Deploy Kubernetes#

Kubernetes Node Setup#

This section outlines the configuration steps required on the BCM head node to provision the 3 Kubernetes control nodes

First, we will create the software image and define the category for the kubernetes nodes and assign the disklayout.

Add necessary kernel modules for bonding and mellanox drivers.

cmsh
[bcm10-headnode1]% softwareimage
[bcm10-headnode1->softwareimage]% clone default-image k8s-control-plane-image
[bcm10-headnode1->softwareimage*[k8s-control-plane-image*]]% commit
[bcm10-headnode1->softwareimage[k8s-control-plane-image]]%kernelmodules
[bcm10-headnode1->softwareimage[k8s-control-plane-image]->kernelmodules]% add mlx5_core
[bcm10-headnode1->softwareimage[k8s-control-plane-image]->kernelmodules]% add bonding
[bcm10-headnode1->softwareimage*[k8s-control-plane-image*]->kernelmodules*[mlx5_core*]]%commit
[bcm10-headnode1->softwareimage[k8s-control-plane-image]]% category
[bcm10-headnode1->category]% clone default k8s-control-plane
[bcm10-headnode1->category*[k8s-control-plane*]]% set softwareimage k8s-control-plane-image
[bcm10-headnode1->category*[k8s-control-plane*]]% set disksetup /cm/local/apps/cmd/etc/htdocs/disk-setup/x86_64-slave-one-big-partition-ext4.xml
[bcm10-headnode1->category*[k8s-control-plane*]]% commit

Create the first kubernetes node - knode-01- by cloning the default node01 and move it to the k8s-control-plane category.

cmsh
[bcm10-headnode1]% device
[bcm10-headnode1->device]% clone node01 knode-01
[bcm10-headnode1->device*[knode-01*]]% set category k8s-control-plane
[bcm10-headnode1->device*[knode-01*]]% commit

Add and configure the IPMI (BMC) and managementnet (internalnet) bond interfaces.

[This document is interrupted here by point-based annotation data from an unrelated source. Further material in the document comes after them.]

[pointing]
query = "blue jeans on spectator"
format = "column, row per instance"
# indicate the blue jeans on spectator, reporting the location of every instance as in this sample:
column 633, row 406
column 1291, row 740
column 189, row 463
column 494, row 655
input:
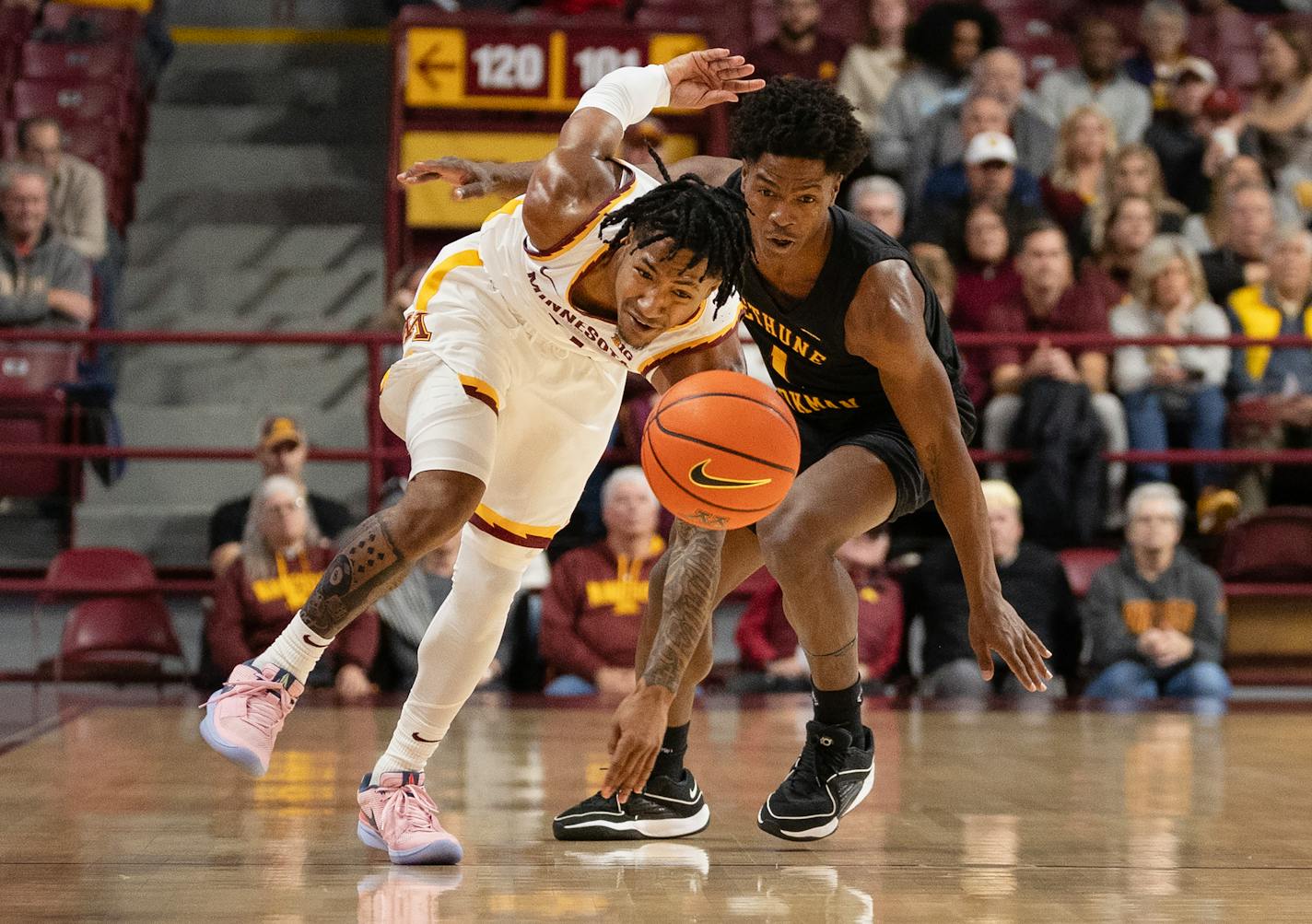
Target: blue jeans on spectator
column 1145, row 419
column 1131, row 680
column 569, row 684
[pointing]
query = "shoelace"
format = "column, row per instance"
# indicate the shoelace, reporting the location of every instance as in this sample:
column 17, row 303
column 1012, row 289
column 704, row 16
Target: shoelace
column 416, row 807
column 813, row 766
column 265, row 711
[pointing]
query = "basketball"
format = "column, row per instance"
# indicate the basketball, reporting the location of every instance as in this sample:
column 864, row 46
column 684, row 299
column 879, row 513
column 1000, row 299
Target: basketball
column 720, row 449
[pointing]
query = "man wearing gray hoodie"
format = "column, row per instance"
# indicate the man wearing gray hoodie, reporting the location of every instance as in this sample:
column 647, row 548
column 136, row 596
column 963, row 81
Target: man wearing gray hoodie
column 1156, row 617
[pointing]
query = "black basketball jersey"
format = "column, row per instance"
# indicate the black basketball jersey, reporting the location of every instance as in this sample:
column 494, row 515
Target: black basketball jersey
column 804, row 343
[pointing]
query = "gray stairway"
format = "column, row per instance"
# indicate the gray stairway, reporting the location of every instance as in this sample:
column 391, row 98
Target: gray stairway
column 260, row 209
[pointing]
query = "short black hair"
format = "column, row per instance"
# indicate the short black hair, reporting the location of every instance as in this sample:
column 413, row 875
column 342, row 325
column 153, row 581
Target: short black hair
column 929, row 39
column 794, row 117
column 709, row 222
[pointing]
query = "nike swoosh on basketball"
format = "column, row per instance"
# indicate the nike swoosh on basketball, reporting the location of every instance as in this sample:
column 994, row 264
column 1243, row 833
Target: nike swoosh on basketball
column 699, row 476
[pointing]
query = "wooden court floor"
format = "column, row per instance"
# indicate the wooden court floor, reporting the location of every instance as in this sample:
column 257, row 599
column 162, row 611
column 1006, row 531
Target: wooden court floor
column 123, row 814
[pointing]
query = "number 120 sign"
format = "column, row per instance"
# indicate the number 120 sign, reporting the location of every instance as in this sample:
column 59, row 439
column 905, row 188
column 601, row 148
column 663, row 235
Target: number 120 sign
column 514, row 67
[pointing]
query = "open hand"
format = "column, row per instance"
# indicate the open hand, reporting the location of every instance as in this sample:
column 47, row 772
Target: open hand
column 470, row 178
column 702, row 79
column 997, row 627
column 635, row 736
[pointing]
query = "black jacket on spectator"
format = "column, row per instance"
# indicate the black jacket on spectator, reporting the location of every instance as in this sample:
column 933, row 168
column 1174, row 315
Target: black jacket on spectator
column 1223, row 269
column 228, row 520
column 1060, row 485
column 1181, row 150
column 1036, row 584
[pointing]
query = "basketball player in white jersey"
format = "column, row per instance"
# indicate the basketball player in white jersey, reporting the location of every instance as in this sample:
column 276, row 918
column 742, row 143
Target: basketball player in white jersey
column 516, row 353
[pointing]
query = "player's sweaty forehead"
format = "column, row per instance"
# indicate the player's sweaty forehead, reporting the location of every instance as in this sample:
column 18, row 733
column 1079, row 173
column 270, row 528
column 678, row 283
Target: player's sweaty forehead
column 790, row 173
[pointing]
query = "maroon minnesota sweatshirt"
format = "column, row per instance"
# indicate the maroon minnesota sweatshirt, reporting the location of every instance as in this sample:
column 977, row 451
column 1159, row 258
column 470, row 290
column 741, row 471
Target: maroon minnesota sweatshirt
column 593, row 608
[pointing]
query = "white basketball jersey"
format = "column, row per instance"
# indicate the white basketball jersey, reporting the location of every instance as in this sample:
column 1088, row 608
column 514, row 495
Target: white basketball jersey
column 537, row 285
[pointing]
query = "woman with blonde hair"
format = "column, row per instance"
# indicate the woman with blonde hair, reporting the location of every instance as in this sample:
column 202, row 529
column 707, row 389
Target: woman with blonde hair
column 1086, row 142
column 1136, row 170
column 282, row 558
column 1166, row 385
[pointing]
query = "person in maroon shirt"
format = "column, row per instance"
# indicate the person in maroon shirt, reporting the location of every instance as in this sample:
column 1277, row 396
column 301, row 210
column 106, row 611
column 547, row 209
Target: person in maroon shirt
column 799, row 49
column 1049, row 299
column 592, row 611
column 770, row 657
column 986, row 278
column 282, row 558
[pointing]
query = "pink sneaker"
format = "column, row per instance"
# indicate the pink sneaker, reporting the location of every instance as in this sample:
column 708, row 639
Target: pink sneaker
column 243, row 719
column 398, row 815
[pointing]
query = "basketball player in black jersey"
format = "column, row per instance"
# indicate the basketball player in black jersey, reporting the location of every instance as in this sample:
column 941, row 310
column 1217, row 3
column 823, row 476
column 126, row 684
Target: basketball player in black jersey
column 860, row 348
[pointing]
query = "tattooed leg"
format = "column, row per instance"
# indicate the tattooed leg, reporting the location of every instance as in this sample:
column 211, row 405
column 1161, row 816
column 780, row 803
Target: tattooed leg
column 381, row 552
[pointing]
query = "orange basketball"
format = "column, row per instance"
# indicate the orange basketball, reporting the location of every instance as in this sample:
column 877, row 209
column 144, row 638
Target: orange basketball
column 720, row 449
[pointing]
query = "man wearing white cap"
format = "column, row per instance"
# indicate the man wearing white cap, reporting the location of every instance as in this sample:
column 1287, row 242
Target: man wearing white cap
column 990, row 178
column 1188, row 132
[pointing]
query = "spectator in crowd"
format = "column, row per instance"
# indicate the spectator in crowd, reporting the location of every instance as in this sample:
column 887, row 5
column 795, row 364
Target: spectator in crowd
column 1161, row 385
column 1086, row 142
column 1274, row 385
column 773, row 661
column 799, row 49
column 996, row 104
column 1049, row 299
column 1135, row 170
column 280, row 561
column 1163, row 30
column 873, row 65
column 282, row 450
column 986, row 278
column 1281, row 111
column 1156, row 617
column 943, row 43
column 77, row 188
column 1241, row 257
column 1033, row 581
column 1206, row 231
column 1119, row 237
column 1184, row 135
column 1098, row 80
column 407, row 612
column 990, row 179
column 592, row 611
column 43, row 281
column 879, row 201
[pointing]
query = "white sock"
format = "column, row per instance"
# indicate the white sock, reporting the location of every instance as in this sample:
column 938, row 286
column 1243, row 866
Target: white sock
column 457, row 649
column 297, row 649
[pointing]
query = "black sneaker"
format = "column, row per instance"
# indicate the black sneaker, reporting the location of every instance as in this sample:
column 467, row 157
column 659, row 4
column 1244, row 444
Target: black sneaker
column 665, row 809
column 829, row 778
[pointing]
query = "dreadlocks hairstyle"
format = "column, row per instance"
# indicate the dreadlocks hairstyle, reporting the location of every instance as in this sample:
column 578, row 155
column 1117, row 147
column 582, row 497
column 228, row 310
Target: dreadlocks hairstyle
column 709, row 222
column 798, row 118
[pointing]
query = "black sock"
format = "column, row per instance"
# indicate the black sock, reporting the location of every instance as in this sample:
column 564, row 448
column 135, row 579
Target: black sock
column 841, row 708
column 669, row 762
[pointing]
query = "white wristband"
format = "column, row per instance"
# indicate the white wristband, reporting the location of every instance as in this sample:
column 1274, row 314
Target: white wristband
column 628, row 93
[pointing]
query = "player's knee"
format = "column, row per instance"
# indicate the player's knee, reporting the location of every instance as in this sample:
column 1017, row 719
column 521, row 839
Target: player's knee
column 435, row 507
column 794, row 540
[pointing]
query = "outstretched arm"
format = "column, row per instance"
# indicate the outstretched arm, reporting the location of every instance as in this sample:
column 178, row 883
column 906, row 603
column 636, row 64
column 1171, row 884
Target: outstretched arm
column 885, row 327
column 687, row 599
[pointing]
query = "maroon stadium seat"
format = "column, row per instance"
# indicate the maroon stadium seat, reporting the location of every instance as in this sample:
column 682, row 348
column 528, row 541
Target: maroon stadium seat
column 1082, row 565
column 1272, row 546
column 111, row 25
column 73, row 102
column 49, row 61
column 117, row 638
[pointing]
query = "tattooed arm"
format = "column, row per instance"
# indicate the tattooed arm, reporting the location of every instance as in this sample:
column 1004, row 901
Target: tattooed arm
column 689, row 596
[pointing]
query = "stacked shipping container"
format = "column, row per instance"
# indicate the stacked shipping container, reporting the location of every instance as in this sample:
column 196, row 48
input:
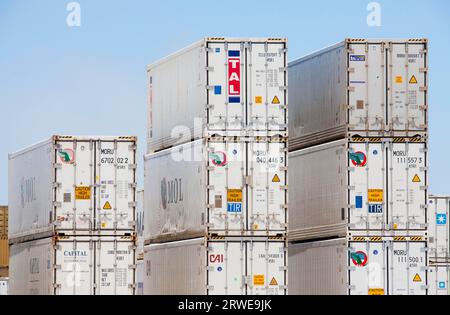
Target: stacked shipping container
column 358, row 153
column 216, row 169
column 72, row 216
column 439, row 256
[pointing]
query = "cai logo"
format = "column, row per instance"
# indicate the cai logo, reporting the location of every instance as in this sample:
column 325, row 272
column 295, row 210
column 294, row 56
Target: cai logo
column 359, row 159
column 67, row 156
column 219, row 158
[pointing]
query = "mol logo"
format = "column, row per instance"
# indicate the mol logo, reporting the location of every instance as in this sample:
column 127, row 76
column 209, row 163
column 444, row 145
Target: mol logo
column 234, row 76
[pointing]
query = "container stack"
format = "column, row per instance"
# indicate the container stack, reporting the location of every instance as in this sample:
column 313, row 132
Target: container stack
column 72, row 217
column 439, row 242
column 216, row 170
column 358, row 161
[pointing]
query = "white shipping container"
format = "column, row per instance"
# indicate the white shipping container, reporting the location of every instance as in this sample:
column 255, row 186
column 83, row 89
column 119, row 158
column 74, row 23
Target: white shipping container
column 438, row 226
column 4, row 282
column 73, row 185
column 223, row 186
column 341, row 267
column 363, row 185
column 73, row 266
column 373, row 87
column 235, row 266
column 215, row 86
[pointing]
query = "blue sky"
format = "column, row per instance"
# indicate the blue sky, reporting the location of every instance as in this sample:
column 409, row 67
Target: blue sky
column 92, row 80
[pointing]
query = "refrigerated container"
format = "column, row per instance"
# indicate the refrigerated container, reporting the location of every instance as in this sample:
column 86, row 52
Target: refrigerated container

Note : The name of the interfaces will change depending on the hardware vendor of the node appliance.

#cmsh
[bcm10-headnode1]% device
[bcm10-headnode1->device]% use knode-01
[bcm10-headnode1->device[knode-01]]% interfaces
[bcm10-headnode1->device[knode-01]->interfaces]% add bmc ipmi0 10.160.6.4 ipminet
[bcm10-headnode1->device*[knode-01*]->interfaces*[ipmi0*]]% commit
[bcm10-headnode1->device[knode-01]->interfaces]% add physica ens2f1np1; add physical ens1f1np1
[bcm10-headnode1->device*[knode-01*]->interfaces*[ens1f1np1*]]% commit
[bcm10-headnode1->device[knode-01]->interfaces]% add bond bond0 10.184.94.4 managementnet
[bcm10-headnode1->device*[knode-01*]->interfaces*[bond0*]]% append interfaces ens2f1np1 ens1f1np1
[bcm10-headnode1->device*[knode-01*]->interfaces*[bond0*]]% remove bootif
[bcm10-headnode1->device*[knode-01*]->interfaces*[bond0*]]% ..
[bcm10-headnode1->device*[knode-01*]->interfaces*]% ..
[bcm10-headnode1->device*[knode-01*]]% set provisioninginterface bond0
[bcm10-headnode1->device*[knode-01*]]% commit

Clone knode-01 to create the two additional knodes.

[bcm10-headnode1]% device
[bcm10-headnode1->device]% foreach --clone knode-01 -n knode-02..knode-03 --next-ip ()
[bcm10-headnode1->device*]% commit

Set the MAC addresses for each of the knodes so that they can PXE boot from BCM. Refer to the site survey for details.

cmsh
[bcm10-headnode1]% device
[bcm10-headnode1->device]% use knode-01
[bcm10-headnode1->device[knode-01]]% interfaces
[bcm10-headnode1->device[knode-01]->interfaces]% set ens2f1np1 mac 00:CC:EE:FF:77:88
[bcm10-headnode1->device*[knode-01*]->interfaces*]% set ens1f1np1 mac 00:CC:EE:FF:77:99
[bcm10-headnode1->device*[knode-01*]->interfaces*]% exit
[bcm10-headnode1->device*[knode-01*]]% set mac 00:CC:EE:FF:77:88
[bcm10-headnode1->device*[knode-01*]]% commit

Repeat these steps for all 3 knodes, to get their interface/MAC mapping in BCM for PXE boot/provisioning.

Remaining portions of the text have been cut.